The property of showing different colors when viewed from different crystallographic directions — strong in many colored stones, absent in diamond.

Edited by CaratWire Editorial Desk · Reviewed by The Loupe Senior Reviewing Gemologist · Last updated

Pleochroism is the optical property of showing different colors when viewed from different crystallographic directions in a gemstone. The phenomenon is caused by directional differences in how the crystal lattice absorbs light — a single colored stone can have two or three distinct "color axes" that present different hues when the stone is rotated through 90 degrees. Strong pleochroism is a fingerprint of many colored stones (tanzanite, iolite, tourmaline, kunzite); weak or absent pleochroism is the default for high-symmetry minerals (garnet, spinel) and for diamond.

Two-color pleochroism is called dichroism (specifically uniaxial dichroism in crystals with one optic axis — tourmaline, ruby, sapphire). Three-color pleochroism is called trichroism (in biaxial crystals with two optic axes — tanzanite, iolite, andalusite). The distinction is mineralogical: the host crystal's symmetry determines whether two or three axes are possible.

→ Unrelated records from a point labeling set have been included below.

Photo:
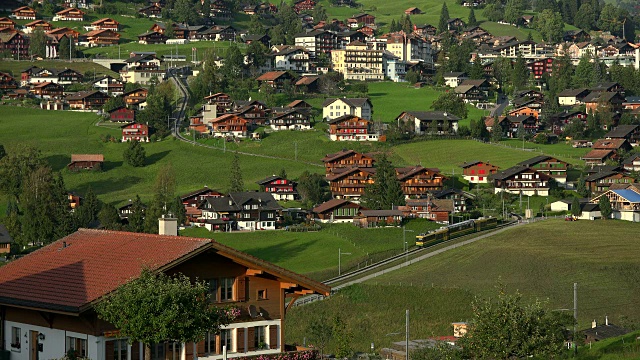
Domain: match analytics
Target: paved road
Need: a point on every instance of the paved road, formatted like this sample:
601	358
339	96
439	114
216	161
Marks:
180	114
503	101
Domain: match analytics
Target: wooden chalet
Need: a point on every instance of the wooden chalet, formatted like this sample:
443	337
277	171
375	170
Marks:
346	159
135	132
87	100
378	218
478	172
47	90
23	13
418	180
275	79
106	24
5	240
70	14
6	23
548	165
293	119
122	114
102	37
259	291
37	25
152	37
86	162
337	210
229	125
151	11
7	82
521	180
352	128
349	183
280	188
15	43
601	181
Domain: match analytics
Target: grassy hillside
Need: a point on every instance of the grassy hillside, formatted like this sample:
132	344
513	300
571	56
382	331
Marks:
540	260
15	67
294	250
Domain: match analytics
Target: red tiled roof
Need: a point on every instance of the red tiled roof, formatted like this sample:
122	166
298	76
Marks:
72	273
87	157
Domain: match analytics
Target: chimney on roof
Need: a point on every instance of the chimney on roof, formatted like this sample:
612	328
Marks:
168	225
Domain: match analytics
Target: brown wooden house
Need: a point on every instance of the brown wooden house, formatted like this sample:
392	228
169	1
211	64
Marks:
86	162
346	159
418	180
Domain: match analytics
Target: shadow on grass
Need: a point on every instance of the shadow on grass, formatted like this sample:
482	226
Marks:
58	162
279	252
152	159
106	186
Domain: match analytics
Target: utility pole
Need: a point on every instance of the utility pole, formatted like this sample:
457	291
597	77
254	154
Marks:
407	336
575	316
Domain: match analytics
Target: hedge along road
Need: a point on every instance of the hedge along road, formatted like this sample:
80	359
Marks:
180	113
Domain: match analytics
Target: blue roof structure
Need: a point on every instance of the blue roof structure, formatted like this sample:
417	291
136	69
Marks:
630	195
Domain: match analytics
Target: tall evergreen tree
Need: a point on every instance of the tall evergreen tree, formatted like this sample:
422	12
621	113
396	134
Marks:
386	190
235	176
443	23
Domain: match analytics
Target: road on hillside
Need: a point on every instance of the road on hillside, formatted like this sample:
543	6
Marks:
180	113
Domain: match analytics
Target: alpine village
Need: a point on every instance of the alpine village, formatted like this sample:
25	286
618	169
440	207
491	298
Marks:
319	179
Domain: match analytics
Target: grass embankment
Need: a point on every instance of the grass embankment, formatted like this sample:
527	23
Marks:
316	253
15	67
540	260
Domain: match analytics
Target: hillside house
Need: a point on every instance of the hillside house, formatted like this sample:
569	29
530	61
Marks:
23	13
240	211
229	125
423	122
276	79
87	100
548	165
122	114
352	128
86	162
47	90
349	183
65	319
337	211
280	188
377	218
109	85
418	180
135	132
521	180
69	14
293	119
151	11
345	159
478	172
334	108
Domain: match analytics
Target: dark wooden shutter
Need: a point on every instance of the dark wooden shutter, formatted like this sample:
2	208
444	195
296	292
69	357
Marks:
200	348
273	337
240	340
251	335
241	284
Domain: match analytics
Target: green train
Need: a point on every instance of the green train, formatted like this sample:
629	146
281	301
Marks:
456	230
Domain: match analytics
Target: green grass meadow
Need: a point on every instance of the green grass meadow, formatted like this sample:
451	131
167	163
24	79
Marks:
540	260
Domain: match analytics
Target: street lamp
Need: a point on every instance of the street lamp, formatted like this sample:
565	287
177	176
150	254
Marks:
340	253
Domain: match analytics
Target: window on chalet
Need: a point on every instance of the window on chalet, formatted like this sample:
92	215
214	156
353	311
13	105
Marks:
15	338
78	345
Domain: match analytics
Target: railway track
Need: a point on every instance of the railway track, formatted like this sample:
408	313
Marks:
399	261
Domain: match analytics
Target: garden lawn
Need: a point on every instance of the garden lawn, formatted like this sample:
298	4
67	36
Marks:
316	253
59	134
15	67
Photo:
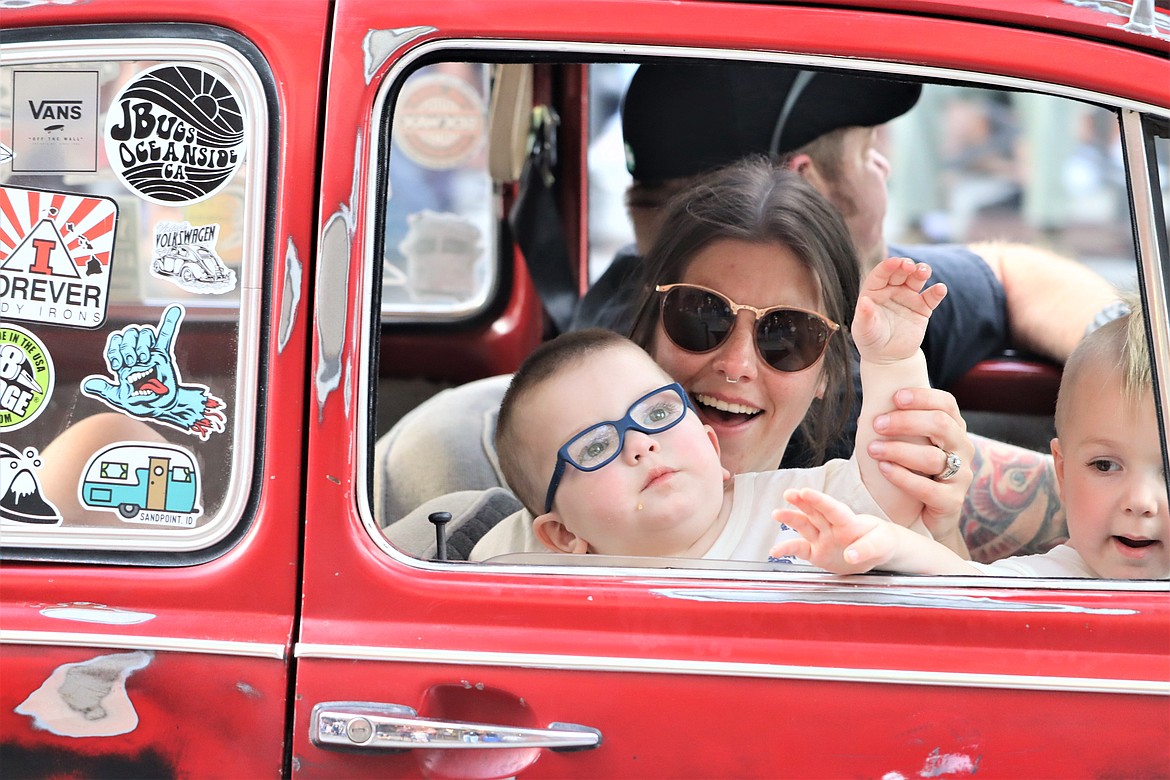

Tanzanite is the textbook trichroic stone. Untreated tanzanite shows blue, violet, and a yellowish or brownish color along its three crystal axes; heat treatment (around 600 degrees Celsius) removes the brownish axis and intensifies the blue-violet pair, which is why nearly all commercial tanzanite is heat-treated. The cutter's choice of orientation determines which axes face up; tanzanite is typically cut to show the strongest blue or strongest violet face-up.

Iolite shows extreme trichroism — viewed along one axis it appears deep violet-blue (the "water sapphire" face), along another it appears yellowish or colorless, along the third it appears a different blue. The cutter must orient the rough carefully to present the strongest violet-blue face-up; an off-axis cut produces a stone that shifts color as the wearer's hand moves.

Tourmaline (especially watermelon tourmaline and bicolor tourmaline) shows pronounced dichroism. The blue-green color in face-up indicolite tourmaline often shifts to yellow-green or yellow when viewed from the side. Pink tourmaline shifts toward red or peach along the second axis.

Sapphire and ruby show dichroism that the cutter manages by orientation. Mogok ruby cut along the optimal axis presents pigeon-blood red face-up; off-axis the same crystal can present a brownish-red. Cornflower blue Kashmir sapphire is cut to present the bluest possible face-up axis; the second axis shows a paler, more greenish blue.

Diamond shows no pleochroism — diamond's cubic crystal symmetry means all directions are optically equivalent and the same color appears from every angle. This is one of the routes a gemologist can use to rule out diamond simulants like cubic zirconia (also non-pleochroic) vs colored stones (almost always pleochroic).

Pleochroism is observed with a dichroscope, a simple instrument with a calcite prism that splits light into two perpendicular polarisations; rotating the stone in front of the dichroscope reveals the color axes directly.